This work addresses the challenge of achieving adaptive model selection that simultaneously ensures finite-sample coverage validity and accommodates spatial heterogeneity without distributional assumptions. The authors propose a localized conformal model selection framework that, during the calibration phase, symmetrically constructs upper and lower surrogate intervals to form a data-dependent safety index set for identifying favorable models. This approach enables local adaptivity while preserving sample exchangeability. Notably, it is the first method to unify local adaptivity with post-selection validity, guaranteeing exact marginal coverage while flexibly adapting to data heterogeneity. Empirical results demonstrate that under strong heterogeneity or low-noise conditions, the resulting prediction intervals are significantly shorter than those produced by a fixed oracle model.

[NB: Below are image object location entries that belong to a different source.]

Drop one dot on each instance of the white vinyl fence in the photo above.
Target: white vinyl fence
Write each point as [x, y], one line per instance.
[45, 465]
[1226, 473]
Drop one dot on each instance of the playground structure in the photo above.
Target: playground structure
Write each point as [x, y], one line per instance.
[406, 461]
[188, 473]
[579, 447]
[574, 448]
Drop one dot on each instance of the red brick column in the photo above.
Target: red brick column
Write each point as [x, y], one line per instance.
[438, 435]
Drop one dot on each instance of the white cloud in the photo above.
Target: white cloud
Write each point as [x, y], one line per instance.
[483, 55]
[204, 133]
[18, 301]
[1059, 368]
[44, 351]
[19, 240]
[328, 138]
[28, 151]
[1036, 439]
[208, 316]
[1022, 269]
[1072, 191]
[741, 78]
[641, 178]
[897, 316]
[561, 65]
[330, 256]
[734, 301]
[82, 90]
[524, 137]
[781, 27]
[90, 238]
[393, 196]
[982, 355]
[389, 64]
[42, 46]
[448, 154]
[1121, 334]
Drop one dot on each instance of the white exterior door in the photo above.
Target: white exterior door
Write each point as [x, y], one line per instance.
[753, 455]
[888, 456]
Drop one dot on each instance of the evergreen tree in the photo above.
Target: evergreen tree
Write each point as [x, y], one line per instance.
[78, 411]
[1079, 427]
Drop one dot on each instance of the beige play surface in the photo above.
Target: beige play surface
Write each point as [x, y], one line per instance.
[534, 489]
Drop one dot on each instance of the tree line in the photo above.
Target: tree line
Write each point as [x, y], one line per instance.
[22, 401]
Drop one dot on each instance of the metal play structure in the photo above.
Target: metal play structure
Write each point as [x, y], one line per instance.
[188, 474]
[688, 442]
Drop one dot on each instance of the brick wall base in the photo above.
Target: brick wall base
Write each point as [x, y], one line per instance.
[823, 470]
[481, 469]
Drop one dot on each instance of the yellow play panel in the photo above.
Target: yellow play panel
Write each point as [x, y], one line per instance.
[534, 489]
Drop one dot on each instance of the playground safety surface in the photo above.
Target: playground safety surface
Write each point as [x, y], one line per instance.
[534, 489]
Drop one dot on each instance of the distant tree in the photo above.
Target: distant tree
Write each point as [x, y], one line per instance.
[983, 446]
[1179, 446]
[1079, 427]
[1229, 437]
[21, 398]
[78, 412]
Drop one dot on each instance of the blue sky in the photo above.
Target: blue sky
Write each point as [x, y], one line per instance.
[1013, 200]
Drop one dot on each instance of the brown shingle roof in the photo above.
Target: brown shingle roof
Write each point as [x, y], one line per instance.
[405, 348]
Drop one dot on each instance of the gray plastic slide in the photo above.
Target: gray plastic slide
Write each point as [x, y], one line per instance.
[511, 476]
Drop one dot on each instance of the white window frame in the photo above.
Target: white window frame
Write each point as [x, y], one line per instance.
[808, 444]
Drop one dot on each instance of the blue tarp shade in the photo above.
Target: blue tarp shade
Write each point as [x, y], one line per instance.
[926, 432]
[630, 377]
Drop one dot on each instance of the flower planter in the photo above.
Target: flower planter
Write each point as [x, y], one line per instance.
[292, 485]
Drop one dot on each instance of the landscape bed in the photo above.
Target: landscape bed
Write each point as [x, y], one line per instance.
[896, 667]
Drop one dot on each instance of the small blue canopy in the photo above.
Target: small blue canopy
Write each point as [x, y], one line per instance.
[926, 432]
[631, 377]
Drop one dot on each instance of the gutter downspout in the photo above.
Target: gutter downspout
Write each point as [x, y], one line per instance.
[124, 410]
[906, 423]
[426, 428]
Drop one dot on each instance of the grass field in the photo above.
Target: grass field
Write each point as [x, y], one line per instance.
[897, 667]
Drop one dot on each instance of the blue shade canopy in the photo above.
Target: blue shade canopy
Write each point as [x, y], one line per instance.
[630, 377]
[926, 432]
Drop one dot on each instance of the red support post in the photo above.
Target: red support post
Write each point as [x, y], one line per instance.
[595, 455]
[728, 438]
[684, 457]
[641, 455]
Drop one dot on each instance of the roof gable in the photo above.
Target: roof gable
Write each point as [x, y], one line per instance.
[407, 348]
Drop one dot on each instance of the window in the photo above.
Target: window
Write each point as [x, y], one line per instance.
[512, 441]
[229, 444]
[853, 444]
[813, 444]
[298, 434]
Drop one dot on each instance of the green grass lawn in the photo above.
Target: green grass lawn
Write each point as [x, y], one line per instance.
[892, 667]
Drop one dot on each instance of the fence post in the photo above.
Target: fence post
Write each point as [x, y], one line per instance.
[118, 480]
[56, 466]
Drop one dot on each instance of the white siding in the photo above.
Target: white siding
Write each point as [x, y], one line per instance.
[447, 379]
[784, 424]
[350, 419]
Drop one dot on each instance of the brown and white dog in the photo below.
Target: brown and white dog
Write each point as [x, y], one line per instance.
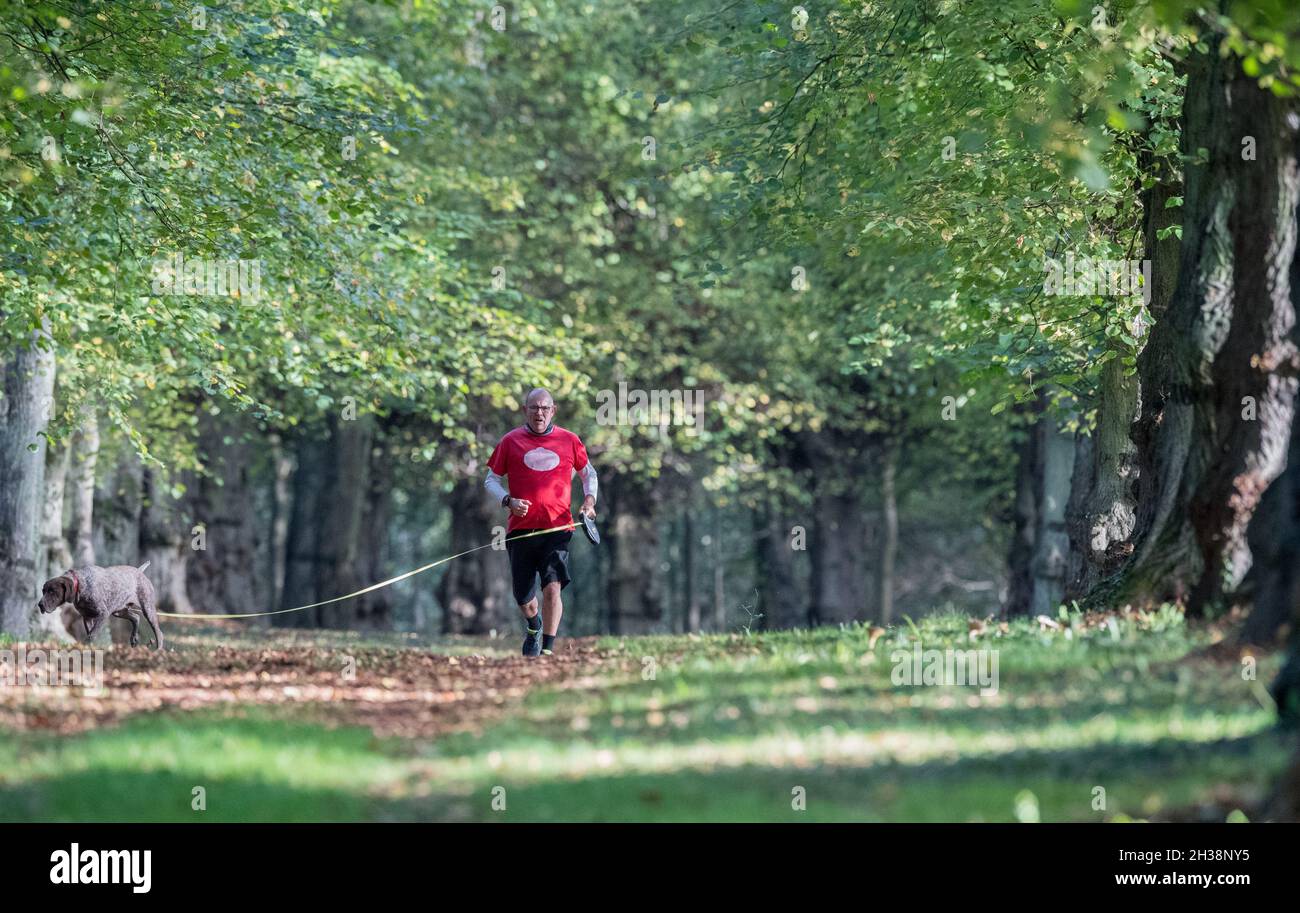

We propose a localized conformal model selection framework that integrates local adaptivity with post-selection validity for distribution-free prediction. By performing model selection symmetrically across calibration points using upper and lower surrogate intervals, we construct a data-dependent safe index set that contains the oracle model and preserves exchangeability. The resulting ensemble procedure retains exact finite-sample marginal coverage while adapting to spatial heterogeneity and model complexity. Simulations demonstrate substantial reductions in interval length compared to the best fixed model, especially in heterogeneous and low-noise settings.